One Battle After Another (2025)    Warner Bros./Action-Thriller    RT: 162 minutes    Rated R (pervasive language, violence, sexual content, drug use)    Director: Paul Thomas Anderson    Screenplay: Paul Thomas Anderson    Music: Jonny Greenwood    Cinematography: Michael Bauman    Release date: September 26, 2025 (US)    Cast: Leonardo DiCaprio, Sean Penn, Benicio del Toro, Regina Hall, Teyana Taylor, Chase Infiniti, Alana Haim, Wood Harris, Shayna McHayle, Paul Grimstad, Dijon Duenas, Tony Goldwyn, Starletta DuPois, D.W. Moffett, Kevin Tighe, Jim Downey, John Hoogenakker, Eric Schweig, Brooklyn Trueheart, Dan Charlton, April Grace, Jena Malone (voice).

Rating: ****

 One Battle After Another is another winner for Paul Thomas Anderson, the guy behind two of the best films of the 90s, Boogie Nights (1997) and Magnolia (1999). After a string of losers- The Master (2012), Inherent Vice (2014) and Phantom Thread (2017)- he bounced back mightily with the oddball rom-com Licorice Pizza (2021).

 PTA continues his winning streak with the propulsive One Battle After Another, his most ambitious piece since Magnolia. It is, in a word, outstanding. It’s very much a movie for our time with the themes it covers (e.g. racial erasure, anti-immigrant fervor, white supremacy) yet it never feels angry or pissed off. It doesn’t even take sides, not really. That’s not what PTA is going for here. Instead of weighing things down with a lot of unnecessary self-importance, he keeps thing relatively playful by giving us a protagonist reminiscent of The Dude from The Big Lebowski.

 Leonardo DiCaprio (Once Upon a Time in Hollywood) plays Bob Ferguson, a member of a far-left revolutionary group called The French 75. In the film’s opening sequence, they raid an immigrant detention center on the US-Mexico border. They liberate the detainees and lock up all the soldiers. Bob’s partner Perfidia Beverly Hills (Taylor, A Thousand and One) takes things further by forcing the commanding officer Steven Lockjaw (Penn, Milk) to sexually gratify himself at gunpoint. He becomes obsessed with her. They have a sexual tryst that results in her getting pregnant.

 Sixteen years later, the group is largely gone. They’re either dead or on the run. Bob falls into the latter category. He lives off the grid in a sanctuary city with the now-teenage Willa (Infiniti, Presumed Innocent) who he considers his daughter. She’s opinionated and strong-willed just like her mama who disappeared shortly after being forced to rat out her comrades by Lockjaw. Now a captain, he’s been invited to join a secret cabal of wealthy and powerful white supremacists. But first, he has to get rid of all evidence of his relations with a black woman. That means doing away with Willa.

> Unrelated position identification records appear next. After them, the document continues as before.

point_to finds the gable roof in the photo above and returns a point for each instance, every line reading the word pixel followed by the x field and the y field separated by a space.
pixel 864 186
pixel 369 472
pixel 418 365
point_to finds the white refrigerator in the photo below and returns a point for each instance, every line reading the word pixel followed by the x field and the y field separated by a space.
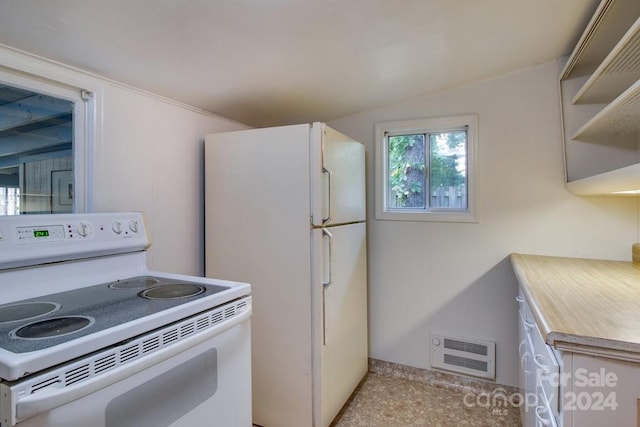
pixel 285 212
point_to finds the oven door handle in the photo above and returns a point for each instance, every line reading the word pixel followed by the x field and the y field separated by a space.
pixel 34 404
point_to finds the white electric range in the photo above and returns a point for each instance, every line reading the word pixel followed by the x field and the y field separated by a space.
pixel 89 336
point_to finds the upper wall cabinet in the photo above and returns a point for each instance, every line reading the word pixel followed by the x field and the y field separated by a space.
pixel 600 92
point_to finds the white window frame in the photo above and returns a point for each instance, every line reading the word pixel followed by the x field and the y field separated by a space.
pixel 83 116
pixel 430 125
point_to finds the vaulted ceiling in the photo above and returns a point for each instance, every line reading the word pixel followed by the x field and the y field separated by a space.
pixel 272 62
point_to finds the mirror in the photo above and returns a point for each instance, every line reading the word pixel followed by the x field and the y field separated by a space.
pixel 36 152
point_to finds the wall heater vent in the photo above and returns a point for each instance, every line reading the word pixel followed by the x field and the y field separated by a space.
pixel 465 356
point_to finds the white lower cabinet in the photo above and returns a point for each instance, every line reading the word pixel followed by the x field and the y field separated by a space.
pixel 568 389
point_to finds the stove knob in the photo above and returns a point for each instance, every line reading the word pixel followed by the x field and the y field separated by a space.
pixel 82 229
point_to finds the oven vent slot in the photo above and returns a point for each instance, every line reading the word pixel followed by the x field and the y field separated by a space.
pixel 150 344
pixel 170 336
pixel 129 353
pixel 186 330
pixel 202 323
pixel 229 312
pixel 217 317
pixel 46 383
pixel 105 363
pixel 102 362
pixel 75 375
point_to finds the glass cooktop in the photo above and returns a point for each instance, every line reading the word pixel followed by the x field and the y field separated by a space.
pixel 42 322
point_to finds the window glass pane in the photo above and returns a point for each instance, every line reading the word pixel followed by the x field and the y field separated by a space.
pixel 9 200
pixel 36 152
pixel 448 170
pixel 406 186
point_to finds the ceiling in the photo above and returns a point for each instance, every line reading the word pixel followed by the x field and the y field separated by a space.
pixel 274 62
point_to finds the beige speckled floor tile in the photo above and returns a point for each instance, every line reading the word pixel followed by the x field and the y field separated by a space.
pixel 386 401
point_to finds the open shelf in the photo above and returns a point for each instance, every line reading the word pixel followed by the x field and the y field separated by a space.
pixel 619 70
pixel 607 27
pixel 619 119
pixel 620 182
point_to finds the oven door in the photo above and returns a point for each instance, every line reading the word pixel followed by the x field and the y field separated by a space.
pixel 203 378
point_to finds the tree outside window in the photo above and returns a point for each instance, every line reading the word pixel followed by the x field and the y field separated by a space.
pixel 428 167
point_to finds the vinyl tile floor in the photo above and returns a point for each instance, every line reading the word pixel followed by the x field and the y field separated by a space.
pixel 388 401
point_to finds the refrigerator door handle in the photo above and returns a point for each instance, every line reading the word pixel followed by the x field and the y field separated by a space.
pixel 328 172
pixel 327 233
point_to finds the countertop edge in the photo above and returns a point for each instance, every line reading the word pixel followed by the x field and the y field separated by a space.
pixel 593 346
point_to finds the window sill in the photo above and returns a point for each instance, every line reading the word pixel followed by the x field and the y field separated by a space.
pixel 423 216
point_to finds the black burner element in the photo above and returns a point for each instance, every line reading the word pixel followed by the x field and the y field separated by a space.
pixel 53 327
pixel 134 282
pixel 173 291
pixel 26 310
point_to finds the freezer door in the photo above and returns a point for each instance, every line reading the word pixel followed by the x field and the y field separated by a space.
pixel 340 321
pixel 337 177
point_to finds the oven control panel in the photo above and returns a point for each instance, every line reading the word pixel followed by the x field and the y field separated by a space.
pixel 38 239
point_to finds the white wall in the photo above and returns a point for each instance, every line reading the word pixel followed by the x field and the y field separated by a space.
pixel 147 155
pixel 455 278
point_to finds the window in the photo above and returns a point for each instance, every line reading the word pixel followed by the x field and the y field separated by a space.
pixel 426 169
pixel 42 146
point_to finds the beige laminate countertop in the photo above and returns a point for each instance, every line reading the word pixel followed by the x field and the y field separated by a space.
pixel 582 305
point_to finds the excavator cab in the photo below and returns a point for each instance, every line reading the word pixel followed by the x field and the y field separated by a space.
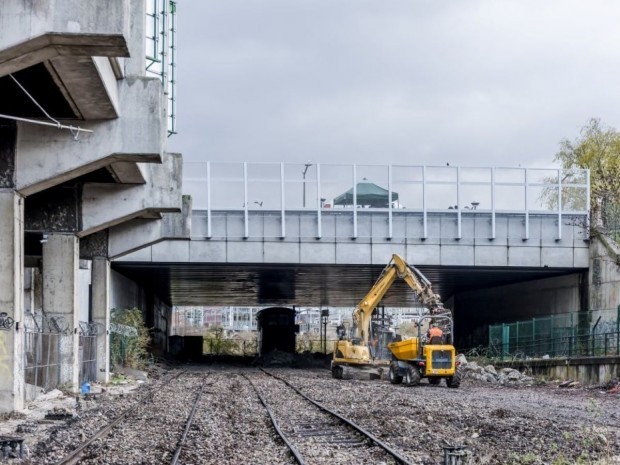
pixel 419 357
pixel 368 345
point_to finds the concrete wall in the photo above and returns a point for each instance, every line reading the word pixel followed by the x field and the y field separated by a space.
pixel 586 370
pixel 604 273
pixel 474 311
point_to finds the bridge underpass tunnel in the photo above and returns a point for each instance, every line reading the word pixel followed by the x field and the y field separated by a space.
pixel 475 310
pixel 478 296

 Lockjaw manages to find her and sets in motion a violent plan to capture her. Luckily, she’s rescued by one of her mother’s old friends, Deandra (Hall, Support the Girls). Bob, who receives a warning to get out of Dodge, wants to reunite with Willa. The problem is he can’t remember the password when he calls the French 75 hotline for help. All those years of drinking and smoking weed have taken their toll. He gets into jam after jam as tries to find his daughter. She has her troubles as well.

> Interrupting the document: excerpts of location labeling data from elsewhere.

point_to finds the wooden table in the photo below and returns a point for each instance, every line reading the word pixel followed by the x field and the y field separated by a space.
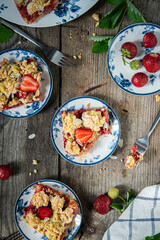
pixel 17 150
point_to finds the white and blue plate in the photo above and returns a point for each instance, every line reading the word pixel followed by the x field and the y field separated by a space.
pixel 67 11
pixel 30 109
pixel 104 146
pixel 122 74
pixel 24 200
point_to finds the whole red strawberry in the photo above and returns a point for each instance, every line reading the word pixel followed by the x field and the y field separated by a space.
pixel 129 50
pixel 44 212
pixel 102 204
pixel 139 79
pixel 5 172
pixel 149 40
pixel 151 62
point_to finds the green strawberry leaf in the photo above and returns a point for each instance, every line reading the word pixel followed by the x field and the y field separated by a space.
pixel 115 2
pixel 102 46
pixel 5 34
pixel 110 19
pixel 133 13
pixel 117 206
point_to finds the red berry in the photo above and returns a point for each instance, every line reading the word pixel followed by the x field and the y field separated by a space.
pixel 129 50
pixel 149 40
pixel 151 62
pixel 139 79
pixel 102 204
pixel 5 172
pixel 44 212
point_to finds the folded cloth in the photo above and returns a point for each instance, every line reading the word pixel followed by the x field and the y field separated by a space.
pixel 140 219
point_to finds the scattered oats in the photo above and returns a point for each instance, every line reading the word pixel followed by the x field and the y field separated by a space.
pixel 120 144
pixel 88 105
pixel 113 157
pixel 95 16
pixel 32 136
pixel 97 24
pixel 157 98
pixel 35 162
pixel 80 56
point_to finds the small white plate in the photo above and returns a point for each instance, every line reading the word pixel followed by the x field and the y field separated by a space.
pixel 30 109
pixel 24 200
pixel 105 145
pixel 122 74
pixel 67 11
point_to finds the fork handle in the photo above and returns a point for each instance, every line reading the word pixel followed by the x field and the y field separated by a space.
pixel 154 124
pixel 18 30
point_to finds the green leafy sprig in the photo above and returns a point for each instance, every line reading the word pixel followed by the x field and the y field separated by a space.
pixel 113 18
pixel 5 34
pixel 122 207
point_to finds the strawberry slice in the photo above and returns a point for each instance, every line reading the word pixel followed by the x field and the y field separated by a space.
pixel 83 135
pixel 44 212
pixel 28 84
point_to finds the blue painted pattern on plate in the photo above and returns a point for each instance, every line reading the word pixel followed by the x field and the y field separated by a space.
pixel 30 109
pixel 122 74
pixel 106 142
pixel 24 199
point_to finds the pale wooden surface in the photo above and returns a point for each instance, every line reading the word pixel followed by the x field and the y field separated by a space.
pixel 88 182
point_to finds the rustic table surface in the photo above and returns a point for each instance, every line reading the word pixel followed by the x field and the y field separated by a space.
pixel 17 150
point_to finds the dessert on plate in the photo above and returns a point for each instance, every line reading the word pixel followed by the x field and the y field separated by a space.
pixel 19 83
pixel 32 10
pixel 50 212
pixel 82 128
pixel 133 158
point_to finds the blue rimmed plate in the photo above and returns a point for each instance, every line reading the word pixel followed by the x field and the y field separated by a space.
pixel 122 74
pixel 105 145
pixel 24 200
pixel 30 109
pixel 67 11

 As the end credits rolled, I was talking to my movie buddy Chris about PTA. I explained to him that he likes to paint his stories on a large canvas. That’s definitely true with One Battle After Another which is actually being shown in IMAX in some theaters. It’s a big story with a lot of moving parts yet PTA never loses control of it even in its wilder moments. The narrative isn’t one those that go in a straight line from point A to the final destination. It takes a few detours, but it never gets lost. PTA knows exactly where he’s going and how he wants to get there. Some will invariably say it’s too long and rambling; I say that’s part of the movie’s appeal. It has a shambling, shaggy dog quality that makes it stand out among the titles turned out by the Hollywood factory. It never feels long or belabored despite running close to 2 and ¾ hours.

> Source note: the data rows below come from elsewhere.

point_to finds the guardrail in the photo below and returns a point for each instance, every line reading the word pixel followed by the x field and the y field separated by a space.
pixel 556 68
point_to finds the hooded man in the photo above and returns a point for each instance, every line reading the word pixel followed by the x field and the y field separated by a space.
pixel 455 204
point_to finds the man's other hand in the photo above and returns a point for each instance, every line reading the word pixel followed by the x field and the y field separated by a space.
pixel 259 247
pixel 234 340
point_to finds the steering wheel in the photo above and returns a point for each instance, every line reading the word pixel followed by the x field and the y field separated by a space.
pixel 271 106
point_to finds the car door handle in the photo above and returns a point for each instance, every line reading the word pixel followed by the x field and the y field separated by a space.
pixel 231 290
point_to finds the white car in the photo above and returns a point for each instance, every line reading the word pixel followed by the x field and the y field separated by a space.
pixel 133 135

 Is it too early to make Oscar predictions? That’s a rhetorical question, of course. I would like see both DiCaprio and Penn nominated for their amazing performances. DiCaprio brings a shaggy, goofball quality to his character, a paranoid stoner who can’t seem to win for losing. Where some men will stop at nothing to save their loved one, he keeps running into roadblocks in his quest. He finds a sidekick in Sergio (Toro, Traffic), his daughter’s martial arts instructor and a staunch advocate for the local immigrant community. He brings comic relief to the proceedings.

 Penn is the one I’m really rooting for. He plays a character who’s equal parts vile and ridiculous. He says and does awful things, but he looks stupid doing them. He walks around all stiff and serious, flexing his muscles and growling his lines, but anybody can see he’s an idiot and a dangerous one to boot. He’s a guy thirsty for power and he doesn’t mind erasing history to get it. It’s the actor’s best performance in a long time. It could very well nab him his third Academy Award.

 All of the performances in One Battle After Another are great, but I’d like to give a special shout-out to Infiniti. This is her first movie role. She crushes it as Willa, an intelligent and resourceful teen who refuses to give in to fear even with a creep like Lockjaw getting right in her face.

 Based loosely on the 1990 novel Vineland by Thomas Pynchon, who also wrote Inherent Vice, One Battle After Another is absolutely brilliant. PTA, who also wrote the screenplay, successfully updates the book which was set in Reagan-era California. He’s made it both timely and relevant not to mention entertaining. I’ll grant that it’s a lot to take in. I’m seriously considering a second viewing so I can absorb more of it. It’s the best film I’ve seen all year.